A new staging system for locally advanced (pT3-4) renal cell carcinoma: a multicenter European study including 2,000 patients

Vincenzo Ficarra, Antonio Galfano, Francois Guillé, Luigi Schips, Jacques Tostain, Arneaud Mejean, Herve Lang, Peter Mulders, Alexandre De La Taille, Denis Chautard, Jean Luc Descotes, Luca Cindolo, Giacomo Novara, Nathalie Rioux-Leclercq, Filiberto Zattoni, Walter Artibani, Jean Jacques Patard
Journal of Urology 2007, 178 (2): 418-24; discussion 423-4

PURPOSE: We provide an adequate prognostic stratification for locally advanced renal cell carcinoma and propose a new TNM classification.

MATERIALS AND METHODS: We analyzed clinical and pathological data on a large series of patients undergoing radical nephrectomy for pT3-4 renal cell carcinoma at 12 European centers. Cancer specific survivals were estimated using the Kaplan-Meier method. The log rank test was used for comparing survival curves and for univariate analysis. The Cox proportional hazards regression model was used for multivariate analysis.

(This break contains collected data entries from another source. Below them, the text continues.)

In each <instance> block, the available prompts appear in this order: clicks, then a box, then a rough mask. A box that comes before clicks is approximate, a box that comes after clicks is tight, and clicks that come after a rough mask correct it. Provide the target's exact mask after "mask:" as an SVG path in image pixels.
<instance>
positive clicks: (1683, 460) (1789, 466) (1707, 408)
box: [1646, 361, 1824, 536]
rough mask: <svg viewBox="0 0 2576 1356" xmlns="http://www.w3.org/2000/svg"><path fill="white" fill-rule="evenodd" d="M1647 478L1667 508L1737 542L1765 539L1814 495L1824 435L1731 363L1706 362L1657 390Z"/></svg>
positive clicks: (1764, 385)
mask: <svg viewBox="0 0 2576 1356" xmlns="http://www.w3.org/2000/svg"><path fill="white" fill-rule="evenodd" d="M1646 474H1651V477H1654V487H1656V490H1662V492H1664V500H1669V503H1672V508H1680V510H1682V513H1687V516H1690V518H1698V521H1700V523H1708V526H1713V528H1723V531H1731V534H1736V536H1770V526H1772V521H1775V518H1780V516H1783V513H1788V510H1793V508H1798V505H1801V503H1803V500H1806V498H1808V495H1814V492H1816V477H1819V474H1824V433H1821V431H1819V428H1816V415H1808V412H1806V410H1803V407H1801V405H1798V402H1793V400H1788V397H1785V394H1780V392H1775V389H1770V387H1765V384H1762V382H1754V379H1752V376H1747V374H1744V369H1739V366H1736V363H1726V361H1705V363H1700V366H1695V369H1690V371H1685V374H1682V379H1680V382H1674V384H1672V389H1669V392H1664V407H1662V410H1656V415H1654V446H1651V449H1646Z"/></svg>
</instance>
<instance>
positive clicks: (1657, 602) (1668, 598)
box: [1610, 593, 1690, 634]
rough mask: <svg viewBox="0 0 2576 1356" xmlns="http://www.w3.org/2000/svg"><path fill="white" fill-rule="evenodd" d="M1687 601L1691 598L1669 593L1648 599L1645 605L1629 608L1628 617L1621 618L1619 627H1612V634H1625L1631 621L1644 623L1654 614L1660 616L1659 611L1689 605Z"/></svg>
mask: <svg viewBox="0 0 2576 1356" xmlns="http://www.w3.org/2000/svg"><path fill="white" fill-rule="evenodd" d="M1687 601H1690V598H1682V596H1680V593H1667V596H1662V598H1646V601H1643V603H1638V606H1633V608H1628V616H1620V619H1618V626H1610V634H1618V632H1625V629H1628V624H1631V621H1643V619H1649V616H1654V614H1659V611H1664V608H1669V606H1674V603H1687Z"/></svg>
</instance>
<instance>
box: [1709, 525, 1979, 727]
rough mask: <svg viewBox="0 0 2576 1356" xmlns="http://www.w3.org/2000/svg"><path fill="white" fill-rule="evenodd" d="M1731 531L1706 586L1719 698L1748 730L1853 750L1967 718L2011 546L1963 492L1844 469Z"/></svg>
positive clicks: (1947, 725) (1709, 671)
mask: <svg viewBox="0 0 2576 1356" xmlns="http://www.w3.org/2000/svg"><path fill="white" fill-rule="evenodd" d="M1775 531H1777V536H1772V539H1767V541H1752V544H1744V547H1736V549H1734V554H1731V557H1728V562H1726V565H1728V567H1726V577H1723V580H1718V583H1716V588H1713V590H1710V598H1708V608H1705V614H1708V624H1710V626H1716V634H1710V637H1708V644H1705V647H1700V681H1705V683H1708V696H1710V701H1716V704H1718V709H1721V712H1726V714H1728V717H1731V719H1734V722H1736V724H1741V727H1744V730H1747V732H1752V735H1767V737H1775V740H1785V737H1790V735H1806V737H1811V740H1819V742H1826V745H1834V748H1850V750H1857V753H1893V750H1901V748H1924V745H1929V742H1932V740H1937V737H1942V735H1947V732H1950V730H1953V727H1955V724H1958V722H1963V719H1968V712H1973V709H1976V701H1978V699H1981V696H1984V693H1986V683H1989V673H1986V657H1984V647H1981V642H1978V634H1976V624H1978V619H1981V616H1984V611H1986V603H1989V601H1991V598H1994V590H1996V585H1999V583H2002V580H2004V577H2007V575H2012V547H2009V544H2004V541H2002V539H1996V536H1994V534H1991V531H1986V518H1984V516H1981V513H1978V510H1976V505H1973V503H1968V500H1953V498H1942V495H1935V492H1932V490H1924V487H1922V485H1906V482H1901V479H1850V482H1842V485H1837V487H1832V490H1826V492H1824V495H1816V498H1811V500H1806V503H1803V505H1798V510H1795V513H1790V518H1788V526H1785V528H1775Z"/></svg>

RESULTS: The analysis included 1,969 patients. Median survivor followup was 49 months. Five-year cancer specific survival was 60% for pT3a, 46.2% for pT3b, 10% for pT3c and 12% for pT4 tumors (p <0.0001). According to median survival we identified 3 prognostic groups, including 1--patients with renal vein thrombosis (117 months), fat invasion (98 months) or infradiaphragmatic vena caval thrombosis (67 months), 2--patients with adrenal invasion alone (24 months), renal vein thrombosis plus fat invasion (24 months) or infradiaphragmatic vena cava plus fat invasion (24 months) and 3--patients with renal or infradiaphragmatic caval thrombosis plus adrenal involvement (11 months), supradiaphragmatic vena caval thrombosis (12 months) or Gerota's fascia invasion (12 months). Five-year cancer specific survival rates in groups 1 to 3 were 61%, 35% and 12.9%, respectively (p <0.0001). On multivariate analysis the proposed classification had an independent prognostic value.

CONCLUSIONS: Our results suggest the necessity of reclassifying locally advanced renal cell carcinoma according to the 3 described prognostic categories.